Point-It-Out: Benchmarking Embodied Reasoning for Vision Language Models in Multi-Stage Visual Grounding
This provides a systematic benchmark for embodied reasoning in VLMs, addressing a gap in evaluation for applications like robotics and autonomous systems, though it is incremental as it builds on existing VLM capabilities.
The authors tackled the problem of evaluating embodied reasoning in Vision-Language Models (VLMs) by introducing the Point-It-Out benchmark, which assesses precise visual grounding across three stages, revealing that strong models like GPT-4o underperform in visual grounding compared to some open-source models.

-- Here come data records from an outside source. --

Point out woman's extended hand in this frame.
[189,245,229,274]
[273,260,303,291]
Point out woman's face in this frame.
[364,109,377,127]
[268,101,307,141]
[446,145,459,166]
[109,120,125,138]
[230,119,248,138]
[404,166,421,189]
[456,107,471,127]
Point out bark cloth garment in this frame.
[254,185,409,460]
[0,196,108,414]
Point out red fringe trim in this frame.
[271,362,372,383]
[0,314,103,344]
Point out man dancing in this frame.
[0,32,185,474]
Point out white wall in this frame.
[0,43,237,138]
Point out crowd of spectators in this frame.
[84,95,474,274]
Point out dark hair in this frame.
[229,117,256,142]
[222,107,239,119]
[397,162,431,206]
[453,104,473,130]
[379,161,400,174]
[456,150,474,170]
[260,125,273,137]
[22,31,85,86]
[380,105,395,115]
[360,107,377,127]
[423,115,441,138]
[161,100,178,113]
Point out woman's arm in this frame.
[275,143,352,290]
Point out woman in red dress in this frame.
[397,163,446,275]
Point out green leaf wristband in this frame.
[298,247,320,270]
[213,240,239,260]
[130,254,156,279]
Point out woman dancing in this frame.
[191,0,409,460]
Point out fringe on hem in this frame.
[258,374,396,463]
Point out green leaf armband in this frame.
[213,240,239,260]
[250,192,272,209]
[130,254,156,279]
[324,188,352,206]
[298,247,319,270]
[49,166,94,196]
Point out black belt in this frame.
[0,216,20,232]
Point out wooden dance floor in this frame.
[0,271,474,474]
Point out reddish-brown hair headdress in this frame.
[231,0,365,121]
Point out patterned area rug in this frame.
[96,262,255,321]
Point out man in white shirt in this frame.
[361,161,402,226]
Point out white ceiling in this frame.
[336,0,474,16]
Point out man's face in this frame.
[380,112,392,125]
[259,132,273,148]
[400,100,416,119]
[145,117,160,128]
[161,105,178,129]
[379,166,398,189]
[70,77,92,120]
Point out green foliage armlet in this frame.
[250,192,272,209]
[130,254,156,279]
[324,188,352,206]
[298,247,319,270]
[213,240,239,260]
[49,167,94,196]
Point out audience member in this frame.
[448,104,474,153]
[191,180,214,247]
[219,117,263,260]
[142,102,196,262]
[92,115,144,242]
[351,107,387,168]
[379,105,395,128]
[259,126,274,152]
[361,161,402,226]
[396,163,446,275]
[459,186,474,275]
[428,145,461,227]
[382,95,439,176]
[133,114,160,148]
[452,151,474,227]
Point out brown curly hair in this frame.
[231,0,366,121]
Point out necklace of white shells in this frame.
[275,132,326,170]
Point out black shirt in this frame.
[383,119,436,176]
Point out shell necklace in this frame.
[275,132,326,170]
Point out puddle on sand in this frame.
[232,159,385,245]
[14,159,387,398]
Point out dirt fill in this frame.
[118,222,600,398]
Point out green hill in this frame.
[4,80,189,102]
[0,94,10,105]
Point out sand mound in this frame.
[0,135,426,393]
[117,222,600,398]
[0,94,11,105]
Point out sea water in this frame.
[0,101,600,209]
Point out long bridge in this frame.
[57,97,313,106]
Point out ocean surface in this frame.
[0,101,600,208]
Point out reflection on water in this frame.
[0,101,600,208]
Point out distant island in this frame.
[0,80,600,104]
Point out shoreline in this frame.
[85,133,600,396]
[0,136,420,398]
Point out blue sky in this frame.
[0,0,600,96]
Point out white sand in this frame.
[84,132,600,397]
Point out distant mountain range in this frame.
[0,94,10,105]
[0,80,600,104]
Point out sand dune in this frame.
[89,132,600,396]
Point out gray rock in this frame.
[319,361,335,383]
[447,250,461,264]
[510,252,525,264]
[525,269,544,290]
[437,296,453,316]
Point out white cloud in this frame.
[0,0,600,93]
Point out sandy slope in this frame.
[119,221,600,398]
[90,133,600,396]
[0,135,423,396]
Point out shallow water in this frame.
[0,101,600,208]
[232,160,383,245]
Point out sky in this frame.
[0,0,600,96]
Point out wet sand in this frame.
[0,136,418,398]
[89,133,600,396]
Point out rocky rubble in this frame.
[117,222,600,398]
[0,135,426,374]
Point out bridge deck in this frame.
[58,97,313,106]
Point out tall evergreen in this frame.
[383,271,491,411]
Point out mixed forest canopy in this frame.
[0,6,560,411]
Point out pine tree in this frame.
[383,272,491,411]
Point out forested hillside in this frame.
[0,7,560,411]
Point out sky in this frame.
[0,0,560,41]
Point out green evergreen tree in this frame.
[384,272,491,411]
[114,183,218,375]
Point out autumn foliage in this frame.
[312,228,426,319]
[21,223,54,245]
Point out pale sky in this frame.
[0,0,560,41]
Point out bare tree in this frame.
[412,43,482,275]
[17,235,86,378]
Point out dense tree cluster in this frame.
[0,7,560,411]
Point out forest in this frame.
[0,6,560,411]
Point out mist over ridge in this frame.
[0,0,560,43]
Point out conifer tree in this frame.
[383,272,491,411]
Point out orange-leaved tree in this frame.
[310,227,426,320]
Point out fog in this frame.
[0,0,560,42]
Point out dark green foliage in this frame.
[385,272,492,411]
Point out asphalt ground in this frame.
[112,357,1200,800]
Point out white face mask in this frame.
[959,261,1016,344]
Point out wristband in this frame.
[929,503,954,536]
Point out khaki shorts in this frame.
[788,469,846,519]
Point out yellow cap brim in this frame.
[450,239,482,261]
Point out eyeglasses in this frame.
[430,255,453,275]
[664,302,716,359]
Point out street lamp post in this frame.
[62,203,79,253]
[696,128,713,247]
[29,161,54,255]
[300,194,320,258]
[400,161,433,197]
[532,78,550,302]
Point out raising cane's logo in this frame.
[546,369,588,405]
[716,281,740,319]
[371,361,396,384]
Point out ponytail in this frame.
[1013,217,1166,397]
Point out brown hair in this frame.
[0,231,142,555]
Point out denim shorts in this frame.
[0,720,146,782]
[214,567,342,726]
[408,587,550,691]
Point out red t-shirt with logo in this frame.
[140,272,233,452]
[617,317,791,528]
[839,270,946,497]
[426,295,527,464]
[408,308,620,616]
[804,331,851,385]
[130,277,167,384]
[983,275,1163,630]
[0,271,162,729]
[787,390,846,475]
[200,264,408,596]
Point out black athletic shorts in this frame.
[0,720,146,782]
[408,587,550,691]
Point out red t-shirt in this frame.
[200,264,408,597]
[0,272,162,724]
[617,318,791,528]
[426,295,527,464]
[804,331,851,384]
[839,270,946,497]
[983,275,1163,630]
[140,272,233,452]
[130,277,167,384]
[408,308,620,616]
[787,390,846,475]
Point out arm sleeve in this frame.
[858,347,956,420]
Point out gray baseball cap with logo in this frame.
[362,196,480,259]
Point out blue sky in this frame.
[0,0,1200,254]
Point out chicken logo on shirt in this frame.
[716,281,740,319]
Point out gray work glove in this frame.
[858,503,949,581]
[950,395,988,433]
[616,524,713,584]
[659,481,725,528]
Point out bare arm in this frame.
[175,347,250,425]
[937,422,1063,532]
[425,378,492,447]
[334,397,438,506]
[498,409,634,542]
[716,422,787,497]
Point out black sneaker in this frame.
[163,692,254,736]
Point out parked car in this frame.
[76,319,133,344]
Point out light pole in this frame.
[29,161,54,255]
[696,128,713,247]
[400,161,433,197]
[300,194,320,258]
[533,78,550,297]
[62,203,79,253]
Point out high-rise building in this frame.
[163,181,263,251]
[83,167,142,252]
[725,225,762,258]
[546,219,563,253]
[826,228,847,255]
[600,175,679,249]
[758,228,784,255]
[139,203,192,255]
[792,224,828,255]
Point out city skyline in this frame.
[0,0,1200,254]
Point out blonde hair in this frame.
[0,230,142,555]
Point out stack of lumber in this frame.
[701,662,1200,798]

Vision-Language Models (VLMs) have demonstrated impressive world knowledge across a wide range of tasks, making them promising candidates for embodied reasoning applications. However, existing benchmarks primarily evaluate the embodied reasoning ability of VLMs through multiple-choice questions based on image annotations -- for example, selecting which trajectory better describes an event in the image. In this work, we introduce the Point-It-Out (PIO) benchmark, a novel benchmark designed to systematically assess the embodied reasoning abilities of VLMs through precise visual grounding. We propose a hierarchical evaluation protocol spanning three stages (S1: referred-object localization, S2: task-driven pointing, and S3: visual trace prediction), with data collected from critical domains for embodied intelligence, including indoor, kitchen, driving, and robotic manipulation scenarios. Extensive experiments with over ten state-of-the-art VLMs reveal several interesting findings. For example, strong general-purpose models such as GPT-4o, while excelling on many benchmarks (e.g., language, perception, and reasoning), underperform compared to some open-source models in precise visual grounding; models such as MoLMO perform well in S1 and S2 but struggle in S3, where requires grounding combined with visual trace planning.